- Maxville, Oregon Maxville, Oregon
- Coordinates: 45°44′46″N 117°33′25″W﻿ / ﻿45.746°N 117.557°W
- Country: United States
- State: Oregon
- County: Wallowa
- Elevation: 4,058 ft (1,237 m)
- Time zone: UTC-8 (Pacific (PST))
- • Summer (DST): UTC-7 (PDT)
- ZIP code: 97828
- Area codes: 458 and 541

= Maxville, Oregon =

Unincorporated community in the state of Oregon, United States

Maxville is an unincorporated community and former company town in northern Wallowa County, Oregon, USA. The town was built in 1923 by the Bowman-Hicks Lumber Company, a large Southern firm with timber and mills in Arkansas, Louisiana and Mississippi. Bowman-Hicks hired experienced loggers, regardless of race, from the Southern United States. In keeping with the Jim Crow practices common in the South at that time, Maxville had segregated neighborhoods, schools and baseball teams.

== History ==
=== Creation of the town ===
The southern Bowman-Hicks Lumber Company was looking to profit from the abundant logging opportunity in the Pacific Northwest. To ensure a reliable workforce, workers from the south were brought in to create a railroad company town. The name "Maxville" evolved from its original name, "Mac's Town", based on the superintendent of the lumber company, J.D. Macmillan. Before logging and timbering, most Black people were encouraged to work in the coal mines but, as the coal supply was depleted, many African Americans were hired to work with lumber.

=== Logging industry ===
The logging and timber industry in Oregon was at its peak in the early 1900s. While many of the towns that cropped up around the logging sites were known to overwork employees, those in Oregon were known to help the loggers to sustain their livelihoods. As the timber industry grew in and around Maxville, Oregon, local business looked to support the workers. Food and services were provided to everyone who contributed to the industry, regardless of race. The consistent logging and timber harvesting was eventually difficult to sustain and many investors, such as those in Maxville, encouraged the federal government to increase logging efforts.

== Life in Maxville ==
=== African American involvement ===
Maxville was the only town in Wallowa County to have African American citizens, the total being around 40 to 60 out of a total population of 400. The African Americans who came to Maxville from the south were the first that most of the white citizens met. Due to Jim Crow laws, the town segregated African Americans from Caucasians, including schools, homes and baseball teams. However, the baseball teams came together and won against other counties. The schools in Maxville were the first segregated schools in the state of Oregon. White and black workers were segregated into different jobs, but they worked together at times when logging in the forest. Even though the town had separated race for the most part, the members of Maxville got along with each other.

=== Town life ===
Maxville was work-centric, having many job opportunities for the locals within the woods, mills, farms, ranches and more. The town had very few leisure facilities, the most common form of entertainment and time spent off work being to hunt and fish. The town was rugged due to its location and the conditions of the work for the area. Most buildings had no plumbing or heating, and were infested with bedbugs. The logging conditions were very dangerous, leading to many men being injured from a range of minor to extremely severe. It was common for men to lose their lives while logging, mainly from tree parts falling on top of them.

== Contemporary life ==
Maxville, while once a populated logging town, has since been abandoned. No buildings remain except the offices of the Bowman-Hicks Lumber Company. Each year at the beginning of August, the Annual Maxville Gathering is held at the Wallowa County Fairgrounds, aiming to raise awareness of the town's history. Guest speakers tell personal stories to educate others about Oregon black exclusion laws. There are logging demonstrations, performances and auctions held at the event. The Maxville Heritage Interpretive Center, located in Joseph, Oregon, works to preserve the local history of the town through exhibits, photographs and oral history. It is a non-profit organization and operates with the help of volunteers who have extensive knowledge of Maxville's history.
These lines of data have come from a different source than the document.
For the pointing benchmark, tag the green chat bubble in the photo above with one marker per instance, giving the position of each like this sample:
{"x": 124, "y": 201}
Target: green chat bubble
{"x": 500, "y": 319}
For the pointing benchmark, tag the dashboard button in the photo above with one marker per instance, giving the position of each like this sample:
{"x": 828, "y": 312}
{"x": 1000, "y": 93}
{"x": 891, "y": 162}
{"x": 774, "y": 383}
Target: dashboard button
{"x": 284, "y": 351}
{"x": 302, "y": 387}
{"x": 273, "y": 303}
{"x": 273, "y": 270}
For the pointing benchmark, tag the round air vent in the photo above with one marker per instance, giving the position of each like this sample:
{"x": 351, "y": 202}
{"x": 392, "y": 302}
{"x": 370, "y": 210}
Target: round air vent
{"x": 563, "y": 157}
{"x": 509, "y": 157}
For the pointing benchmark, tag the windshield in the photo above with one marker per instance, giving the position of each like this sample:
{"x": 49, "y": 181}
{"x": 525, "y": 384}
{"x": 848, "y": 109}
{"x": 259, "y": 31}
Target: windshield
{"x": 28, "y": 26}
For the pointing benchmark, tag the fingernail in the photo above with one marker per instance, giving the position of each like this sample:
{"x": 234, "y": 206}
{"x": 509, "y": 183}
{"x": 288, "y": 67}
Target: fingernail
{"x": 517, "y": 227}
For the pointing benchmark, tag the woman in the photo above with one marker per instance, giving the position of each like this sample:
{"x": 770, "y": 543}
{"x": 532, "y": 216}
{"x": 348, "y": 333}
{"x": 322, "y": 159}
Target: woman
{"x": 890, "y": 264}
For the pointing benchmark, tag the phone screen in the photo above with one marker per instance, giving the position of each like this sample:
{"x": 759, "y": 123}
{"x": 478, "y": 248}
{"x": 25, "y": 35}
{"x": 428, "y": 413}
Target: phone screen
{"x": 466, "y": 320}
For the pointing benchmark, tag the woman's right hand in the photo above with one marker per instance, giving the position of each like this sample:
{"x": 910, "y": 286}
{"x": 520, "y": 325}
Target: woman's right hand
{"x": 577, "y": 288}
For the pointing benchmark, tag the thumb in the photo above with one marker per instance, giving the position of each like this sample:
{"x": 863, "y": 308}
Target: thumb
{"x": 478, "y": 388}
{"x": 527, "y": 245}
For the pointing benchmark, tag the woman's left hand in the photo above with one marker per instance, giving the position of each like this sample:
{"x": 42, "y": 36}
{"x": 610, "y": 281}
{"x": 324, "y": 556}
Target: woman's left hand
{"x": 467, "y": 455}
Maxville is a historically significant location and a resource for students studying archaeology and rural studies. Educational tours of the surrounding wildlife are available for students and the area is being studied by archaeologists. Projects are underway to keep the history alive. In 2012, a grant was awarded to Marv and Rindy Ross to create the fictional musical project, "On Higher Ground", based on Maxwell's history. It delves into how the logging town was segregated. Although unpopulated, Maxwell continues to be a landmark and a tool for educating others in various fields. Archaeologically sensitive portions of the townsite are listed on the National Register of Historic Places.